Beberapa peserta menyatakan keinginannya untuk menaikkan upah minimum. Salah satu peserta, Maureen, juga membahas tentang penurunan biaya hidup, dan mengungkapkan keinginannya untuk asuransi kesehatan dan obat-obatan yang lebih terjangkau. Peserta lain juga menyampaikan keinginan Maureen: “Beri saja semua orang akses ke dokter, lho. Bagi saya, itu akan menjadi mimpi.” Beberapa peserta, seperti Tessa, merujuk pada peningkatan peluang perumahan: “Membantu kaum muda mendapatkan rumah dan membangun ekuitas dan kekayaan, daripada memaksa mereka menjadi penyewa seumur hidup, atau hal-hal seperti itu.” Seperti banyak peserta lainnya, Tessa merasa bahwa dia tidak dapat membesarkan keluarganya karena situasi keuangannya: “Saya ingin menikah dan mempunyai anak, namun sayangnya karena faktor ekonomi. . . situasi dengan kenaikan harga dan harga rumah yang tidak terjangkau ini jauh lebih sulit.”

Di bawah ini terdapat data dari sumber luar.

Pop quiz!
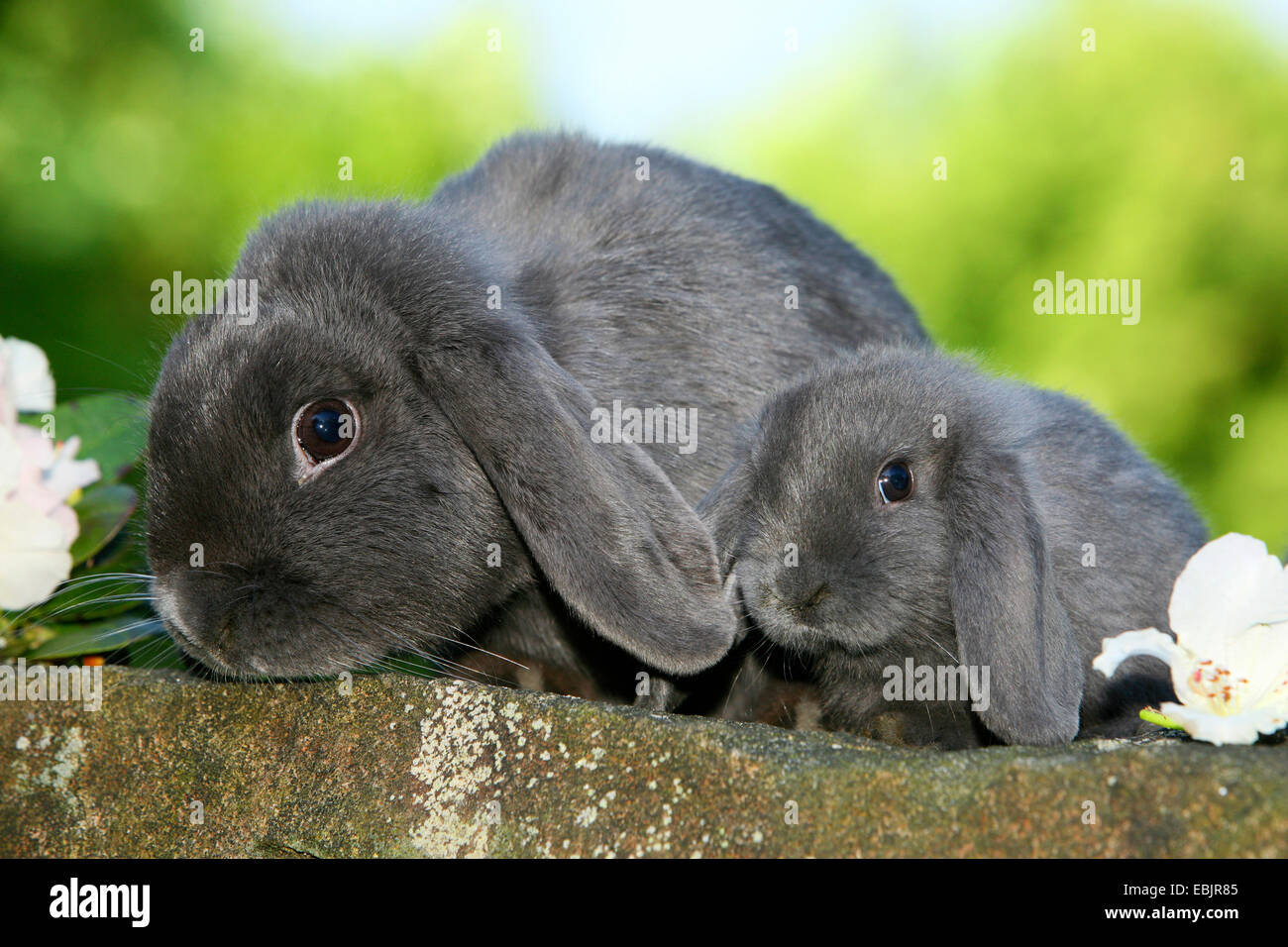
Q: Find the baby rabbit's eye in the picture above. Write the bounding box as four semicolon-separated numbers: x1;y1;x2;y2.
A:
877;460;912;502
295;398;358;464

Kebutuhan akan penitipan anak yang terjangkau sering kali muncul, baik bagi orang tua maupun non-orang tua. Peserta menyoroti pembatasan biaya kuliah, biaya sewa yang lebih rendah, dan bahan makanan yang lebih murah sebagai bentuk dukungan lain yang akan bermanfaat bagi kehidupan mereka. “Kami ingin mendapat upah yang layak lagi,” kata salah satu peserta. “Nah, itulah mimpinya. . . sebelum saya memiliki rumah sendiri dan mempunyai waktu untuk menghabiskan waktu bersama anak-anak saya. Dan kami memilikinya. Lalu aku tidak tahu apa yang sebenarnya terjadi.”

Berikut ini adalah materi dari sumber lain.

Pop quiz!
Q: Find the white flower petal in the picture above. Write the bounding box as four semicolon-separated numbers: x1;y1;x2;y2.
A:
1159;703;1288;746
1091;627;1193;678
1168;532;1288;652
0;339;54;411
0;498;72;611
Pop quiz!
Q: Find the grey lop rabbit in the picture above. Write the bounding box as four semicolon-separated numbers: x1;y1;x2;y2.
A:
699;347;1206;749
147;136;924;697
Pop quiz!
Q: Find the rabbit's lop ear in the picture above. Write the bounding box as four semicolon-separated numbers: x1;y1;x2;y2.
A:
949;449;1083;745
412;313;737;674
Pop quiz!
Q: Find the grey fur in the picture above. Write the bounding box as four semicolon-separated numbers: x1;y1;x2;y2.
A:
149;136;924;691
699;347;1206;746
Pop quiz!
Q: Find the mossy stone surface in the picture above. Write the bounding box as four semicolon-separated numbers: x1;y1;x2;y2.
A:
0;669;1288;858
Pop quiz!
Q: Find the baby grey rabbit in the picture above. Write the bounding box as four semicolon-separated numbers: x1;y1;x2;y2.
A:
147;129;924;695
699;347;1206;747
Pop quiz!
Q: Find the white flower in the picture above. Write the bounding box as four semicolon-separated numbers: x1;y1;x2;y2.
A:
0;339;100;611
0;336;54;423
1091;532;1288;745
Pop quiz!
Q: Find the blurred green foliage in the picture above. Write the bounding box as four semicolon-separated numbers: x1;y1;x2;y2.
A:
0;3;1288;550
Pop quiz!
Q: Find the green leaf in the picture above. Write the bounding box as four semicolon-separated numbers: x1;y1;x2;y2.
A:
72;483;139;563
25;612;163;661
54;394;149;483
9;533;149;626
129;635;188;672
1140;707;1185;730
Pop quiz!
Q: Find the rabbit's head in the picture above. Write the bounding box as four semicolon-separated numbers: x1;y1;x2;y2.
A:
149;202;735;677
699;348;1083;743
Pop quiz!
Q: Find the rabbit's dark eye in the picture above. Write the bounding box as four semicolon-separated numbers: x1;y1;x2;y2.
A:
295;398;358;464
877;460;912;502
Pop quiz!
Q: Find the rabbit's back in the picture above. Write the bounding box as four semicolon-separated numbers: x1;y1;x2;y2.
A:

Yang penting, kebijakan-kebijakan yang diminati oleh para peserta kebijakan bukan hanya tentang mendapatkan materi, namun lebih tentang mendapatkan kembali lembaga untuk mencapai kesuksesan dengan cara mereka sendiri, selaras dengan cita-cita Impian Amerika. Seperti yang dikatakan salah satu peserta, Charlotte, “pendidikan, kesehatan, bantuan yang lebih baik. Maksud saya. . . bahkan bukan lebih banyak bantuan, tetapi sebagai bantuan yang lebih baik. Seperti, Anda tahu, membantu orang menjadi lebih mandiri.”

Seperti banyak orang Amerika saat ini, populasi berpenghasilan rendah terwakili dalam penelitian kami cita-cita untuk sukses dan kemandirian: mampu melakukannya sendiri dan menciptakan kehidupan yang terasa stabil dan mandiri. Salah satu peserta berkata, “Impian Amerika hanyalah tentang memiliki makna dan tujuan dalam hidup Anda dan menghabiskannya bersama orang-orang yang Anda cintai.” Yang lain berkata lebih spesifik, “Keluarga. Kemakmuran. Cinta yang berlimpah.”

Namun seperti yang disampaikan oleh banyak peserta, rasa memiliki keagenan ini tidaklah murah, terutama dalam iklim perekonomian saat ini. Ketika kepercayaan terhadap mobilitas ekonomi tampaknya memudar, kita harus mencari solusi baru untuk mengatasi permasalahan sosial yang kompleks yang menghalangi masyarakat untuk mencapai kesuksesan dan membangun masa depan di mana Impian Amerika tidak lagi terasa di luar jangkauan.